2. “Meaningless” – Magnetic Fields (1999) “And if some dim bulb should say we were in love in some way, kick all his teeth in for me and if you feel like keeping on kicking, feel free”1
3. “Bitchin’ Camaro” – Dead Milkmen (1985) “I ran over some old lady one night at the county fair; and I didn’t get arrested, because my dad’s the mayor”2
4. “Paper Tiger” – Beck (2002) “All the laws of creation tell a dead man how to die”
5. “Moving Targets” – Fish (2003) “There’s no room for pity, no space for guilt, in this murderous city it’s kill or be killed”

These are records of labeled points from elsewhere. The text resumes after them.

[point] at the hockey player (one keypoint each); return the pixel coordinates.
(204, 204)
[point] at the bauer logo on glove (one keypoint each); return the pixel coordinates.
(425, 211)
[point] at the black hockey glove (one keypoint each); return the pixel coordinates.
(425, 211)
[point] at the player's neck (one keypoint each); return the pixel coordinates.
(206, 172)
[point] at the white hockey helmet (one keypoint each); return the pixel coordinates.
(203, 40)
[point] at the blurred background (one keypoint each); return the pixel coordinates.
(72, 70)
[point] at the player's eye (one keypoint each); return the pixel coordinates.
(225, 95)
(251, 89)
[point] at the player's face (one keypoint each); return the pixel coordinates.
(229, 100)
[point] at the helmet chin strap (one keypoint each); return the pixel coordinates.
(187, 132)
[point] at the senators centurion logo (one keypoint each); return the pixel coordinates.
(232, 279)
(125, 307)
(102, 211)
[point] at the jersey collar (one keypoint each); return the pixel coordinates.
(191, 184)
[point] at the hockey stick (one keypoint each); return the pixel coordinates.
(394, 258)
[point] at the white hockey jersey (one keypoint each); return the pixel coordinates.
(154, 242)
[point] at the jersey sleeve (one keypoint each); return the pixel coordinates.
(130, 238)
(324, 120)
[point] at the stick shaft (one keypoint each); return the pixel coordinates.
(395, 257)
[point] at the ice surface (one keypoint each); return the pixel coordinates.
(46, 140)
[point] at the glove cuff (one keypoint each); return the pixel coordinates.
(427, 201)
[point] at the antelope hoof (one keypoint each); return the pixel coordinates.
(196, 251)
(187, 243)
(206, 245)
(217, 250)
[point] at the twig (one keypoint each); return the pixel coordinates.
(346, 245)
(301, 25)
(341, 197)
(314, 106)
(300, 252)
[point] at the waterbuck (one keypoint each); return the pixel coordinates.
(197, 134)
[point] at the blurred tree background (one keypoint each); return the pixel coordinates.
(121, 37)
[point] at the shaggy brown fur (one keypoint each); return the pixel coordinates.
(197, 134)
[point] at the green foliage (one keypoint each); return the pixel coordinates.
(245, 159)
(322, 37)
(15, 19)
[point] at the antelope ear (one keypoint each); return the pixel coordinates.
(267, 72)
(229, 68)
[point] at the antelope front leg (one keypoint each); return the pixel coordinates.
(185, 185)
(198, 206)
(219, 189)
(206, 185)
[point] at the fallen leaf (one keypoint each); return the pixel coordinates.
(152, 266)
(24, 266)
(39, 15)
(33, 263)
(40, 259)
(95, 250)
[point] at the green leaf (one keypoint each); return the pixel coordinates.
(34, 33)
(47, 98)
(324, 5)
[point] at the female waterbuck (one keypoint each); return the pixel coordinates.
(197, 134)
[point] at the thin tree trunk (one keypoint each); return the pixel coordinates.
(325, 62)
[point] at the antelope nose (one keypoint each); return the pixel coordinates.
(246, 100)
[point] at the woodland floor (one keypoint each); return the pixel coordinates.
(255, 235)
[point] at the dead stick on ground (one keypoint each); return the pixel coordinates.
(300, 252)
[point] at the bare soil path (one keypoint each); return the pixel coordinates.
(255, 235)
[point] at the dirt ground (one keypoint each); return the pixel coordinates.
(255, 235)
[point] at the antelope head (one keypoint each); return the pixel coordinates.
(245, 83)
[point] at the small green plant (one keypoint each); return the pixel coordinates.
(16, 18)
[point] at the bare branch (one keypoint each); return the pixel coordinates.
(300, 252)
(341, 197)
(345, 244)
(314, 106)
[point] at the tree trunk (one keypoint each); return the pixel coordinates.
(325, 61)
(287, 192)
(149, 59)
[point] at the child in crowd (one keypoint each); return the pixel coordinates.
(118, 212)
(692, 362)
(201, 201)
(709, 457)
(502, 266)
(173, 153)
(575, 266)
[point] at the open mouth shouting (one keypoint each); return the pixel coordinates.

6. “Gone Again” – Indigo Girls (1999) “Then she swindled my last twenty for a kiss and some poetry”
7. “Welcome Back Victoria” – Jesus Jones (1991) “I am a child of the Sixties and for that I must pay”
8. “Working For Vacation” – Cibo Matto (1999) “Watching television for as long as I like”
9. “Where It’s At” – Beck (1996) “Pick yourself up off the side of the road with your elevator bones and your whip-flash tones”
10. “I’d Die Without You” – P. M. Dawn (1992) “Is it my turn to hold you by the hands, tell you I love you and you not hear me”3
1 I have to mention this whenever a Magnetic Fields song comes up on my iPod, but you really should get 69 Love Songs. It’s awesome.
2 When I was in Pennsylvania a month ago, my friend was going down to the Jersey shore, and I asked him if he was going to buy some Def Leppard T-shirts. He didn’t get the reference. I know he knows the song, so now I’m depressed that he didn’t get it.
3 Manly men stand up proudly and proclaim their love for wimpy P. M. Dawn songs!!!!!
Do I hear a call for totally random lyrics? I think I do!!!!
“Do what you like,
Doing it naturally
But if it’s too easy
They’re gonna disagree
It’s your life
And isn’t it a mystery
If it’s nobody’s business
It’s everybody’s game”
I don’t mean to make them that easy, it’s just the way it goes! Have a nice day, and remember to cheer for Penn State and the Eagles this weekend! It’s your duty as good Americans!!!!